When I first became a parent in a pre-APRA AMCOS lifetime, none of these benefits or arrangements were available. My children are now 23 and 20 years old respectively. In their lifetimes, this organisation has made changes that have eased the financial burden on APRA AMCOS parents who choose to spend time with their new babies and has made it possible for them to do this together, rather than spend the first few difficult months of parenting alone and in isolation. It’s also made headway in helping ensure that parents don’t wind up in retirement worse off because they took a year off to look after their newborn children. Of the 16 APRA AMCOS parents who took up our parental leave benefits in 2021, four were men. Bravo, men of APRA AMCOS: you’re breaking a critical bias that has been limiting everyone for centuries: that caring is women’s work only.

Importantly, we do the painstaking work every year of reviewing each role and assessing it against market salaries, to ensure that we’re offering equal pay for equal work. As a result of this focus, our gender pay gap of 6.7% is half the Australian gender pay gap of 13.4%; and 29% less than the 9.4% gender pay gap in the Arts and Recreation Industry.

This throws into sharp relief the fact that while we can offer this to people who work at APRA AMCOS, our writer members do not enjoy this same level playing field in our industry. Women still only constitute 22% of our writer membership and so have a significantly lower share of music royalty revenue. We’ve done sound research to identify the barriers to their participation in our industry and, within our spheres of influence, are doing the long deep work to help shift these barriers, open doors and build capability and opportunities for self-determination.

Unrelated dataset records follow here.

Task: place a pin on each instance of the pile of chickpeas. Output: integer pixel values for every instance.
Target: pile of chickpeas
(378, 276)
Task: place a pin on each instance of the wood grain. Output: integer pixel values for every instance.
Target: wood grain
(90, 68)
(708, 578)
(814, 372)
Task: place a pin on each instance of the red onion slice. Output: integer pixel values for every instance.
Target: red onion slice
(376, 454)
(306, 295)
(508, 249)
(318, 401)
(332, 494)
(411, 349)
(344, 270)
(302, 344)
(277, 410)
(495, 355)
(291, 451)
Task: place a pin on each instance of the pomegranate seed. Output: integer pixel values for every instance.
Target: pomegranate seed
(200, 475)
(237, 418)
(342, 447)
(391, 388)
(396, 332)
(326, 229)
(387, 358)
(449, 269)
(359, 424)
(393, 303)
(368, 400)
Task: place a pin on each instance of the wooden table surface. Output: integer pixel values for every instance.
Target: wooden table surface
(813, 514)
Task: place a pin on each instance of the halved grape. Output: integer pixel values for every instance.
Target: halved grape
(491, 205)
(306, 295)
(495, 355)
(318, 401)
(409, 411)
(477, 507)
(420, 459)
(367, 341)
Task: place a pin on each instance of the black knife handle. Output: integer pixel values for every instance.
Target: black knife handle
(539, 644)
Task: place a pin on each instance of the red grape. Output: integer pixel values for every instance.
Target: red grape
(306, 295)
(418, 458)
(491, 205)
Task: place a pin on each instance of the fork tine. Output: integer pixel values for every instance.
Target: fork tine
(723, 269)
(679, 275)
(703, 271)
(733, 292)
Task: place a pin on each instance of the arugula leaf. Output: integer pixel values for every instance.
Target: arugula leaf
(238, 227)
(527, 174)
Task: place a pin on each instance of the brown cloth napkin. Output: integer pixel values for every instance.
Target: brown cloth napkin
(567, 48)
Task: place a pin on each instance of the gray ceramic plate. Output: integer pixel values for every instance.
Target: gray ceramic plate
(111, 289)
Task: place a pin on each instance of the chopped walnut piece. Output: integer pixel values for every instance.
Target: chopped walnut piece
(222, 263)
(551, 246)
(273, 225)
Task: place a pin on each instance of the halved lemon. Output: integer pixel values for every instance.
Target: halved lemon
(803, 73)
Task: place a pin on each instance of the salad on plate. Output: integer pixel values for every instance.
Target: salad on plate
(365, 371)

The work is still far from done.

Some biases we see in others, but neglect in ourselves. I had worked here for 17 years before a young man in our Membership team learnt that my name is pronounced differently and called me by that true name. I shall never forget that day and how it made me feel. I had forgotten how it sounded. Thank you, Andrew Tuttle. I shall always remember too, with deep love, Leah Flanagan, the day you said to me: “Kirti, you’re a woman of colour, how are you experiencing this discussion?”, pulling me immediately into my whole self, feeling seen in a way I had not even noticed I was missing. It’s made me wonder how many others in our community are still waiting to be called by their true name, or be seen for their whole selves? What rich possibilities would we invite in if we broke these biases?

In his book, “Sand Talk: How Aboriginal Thinking Can Save the World”, author and Deakin University Senior Lecturer in Indigenous Knowledge, Tyson Yunkaporta, describes an Indigenous pronoun that is not easily translatable into English. In addition to words for You and Me, there’s the kinship pairing of “Us-Two” and the irreducible wholeness of “Us-All”.

Us-All. It’s why we’re a founding member of the national Music Industry Review – because while talk about safe spaces is common now, there are many spaces that still feel unsafe or exclusive in our industry; there are voices that our industry still can’t or won’t hear. And, finally, it’s why we have an Equity Action Plan and why we’re working on a Reconciliation Action Plan: because #breakthebias is not just a slogan for us for one day, as bridge people, it is the bridging work we need to do that enables Us-All to step into the promise of our collective identity.

Happy International Women’s Day, everyone.